Chronic sclerosis gets full of gunk like blood proteins, lipoproteins, c3 and IgM. just get stuck. Exudative but also “insudative” Not an immunological situation, just mechanical.

Hyaline is the earliest phase of the injury. Often has little lipoprotein droplets within.

Wide spectrum of histology; collapsing variant (distinct, podocyte dedifferentiation), tip lesion (urinary pole i.e., the opening of the proximal tubule, can still sometimes lie within MCD spectrum), cellular lesion (no increase in matrix/scleroproteins? maybe an early form? – endoluminal histiocytes a.k.a. foam cells)

Obsolescent nephrons get chewed up and consumed when heavily sclerosed, so total nephron loss is probably “underestimated” in cases with heavy sclerosis

i.e., chronic processes are worse than you think it is

Urinary space

It’s a potential space – should be empty – see crescents above

Paraffin IF

  • Initially a salvage technique, allows use of formalin fixed tissue for IF
  • Good review, and summary of technique
  • Variable Ability to find diagnostic findings (KI 2006 – show table 2), overall 88% ( 20% in anti GBM, 100% in many)
  • Can be used to unmasked previously “hidden” deposits (e.g. IG in the case of a cryo/MGRS/crystalopathy) – useful if high clinical suspicion where convention frozen IF is negative. In looking for masked deposits, about 1/3 of cases will change dx. (messias modern pathology 2015)
  • Why masking? Protein Cross-linking during formalin fixation for LMt– the requirement to use protease to digest this to allow IG binding may break crystalline structure and as a byproduct expose previously shielded epitopes. Heating based techniques may not be as effective – perhaps best avoided here.
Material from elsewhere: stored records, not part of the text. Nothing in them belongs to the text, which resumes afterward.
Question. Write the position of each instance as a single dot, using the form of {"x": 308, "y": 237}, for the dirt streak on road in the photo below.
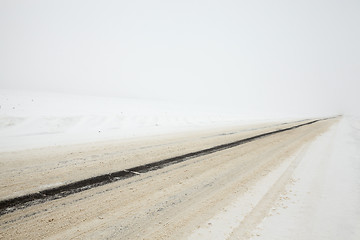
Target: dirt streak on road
{"x": 167, "y": 203}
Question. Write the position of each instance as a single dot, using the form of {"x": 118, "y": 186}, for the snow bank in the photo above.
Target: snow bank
{"x": 38, "y": 119}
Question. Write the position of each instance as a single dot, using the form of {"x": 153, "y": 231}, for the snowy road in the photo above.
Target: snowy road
{"x": 175, "y": 202}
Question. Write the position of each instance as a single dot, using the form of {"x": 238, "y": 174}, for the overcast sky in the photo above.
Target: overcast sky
{"x": 283, "y": 56}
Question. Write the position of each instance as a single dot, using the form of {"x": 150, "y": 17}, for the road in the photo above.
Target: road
{"x": 168, "y": 203}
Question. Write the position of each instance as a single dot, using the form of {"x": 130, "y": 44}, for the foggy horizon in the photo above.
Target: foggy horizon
{"x": 279, "y": 56}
source: Nasr et al, doi.org/10.1016/j.ekir.2018.07.008

Tips:

  • C3 stain isn’t great on paraffin IF, usually less intense than Ig.
  • C3GN should have low threshold to do PIF
  • Nothing described currently on formalin fixed tissue
  • Limitations: more experience to interpret, lots of background activity. Frozen IF is more sensitive and easier.
  • Very rarely, you can get + IF (e.g. K,L+) that after pronase demonstrates only single + ( potentially due to over calling of the initial positivity due to density of staining, but RRodby had a case , discussed on Glomcon, of a dual + being single + leading to a dx of MM)

When to ask for Paraffin IF

  1. Frozen lacks gloms and crescents present ( ANCA vs Anti GBM – despite lower sens)
  2. In nephrectomy samples to exclude immune complex GN
  3. Suspected Crystalline LCPT/crystalglobulin-induced nephropathy
    1. Can demonstrate intracytoplasmic tubular crystals for a light chain(kappa usually)
  4. MGMID: Membranous GN with weak IF/C3 dominant
  5. MPGN with neg IF
  6. Monoclonal gammopathy with C3GN (i.e. missing the Ig) – not required in DDD
  7. LM,EM: cryoglobulinaemic GN but neg IF
  8. Fibrillary GN without + K,L on IF – to exclude monoclonal (i.e. MGRS)

MGMID

Membranous like glomerulopathy with masked IGG kappa despots (MGMID) AKA serum amyloid P associated glomerulopathy

  • Requires Paraffin IF to make diagnosis
  • Rare, 41 cases, IF neg, paraffin IF – Strong IgG -Kappa staining
  • Young (mean age 26), white, vague autoimmune. Tends not have NS. no underlying neoplasia. 25/26 neg electrophoresis. (Larsen, KI reports 2016)
  • Laser captures microdissection identified serum amyloid P (using mass spec). Can confirm diagnosis by staining with serum amyloid P.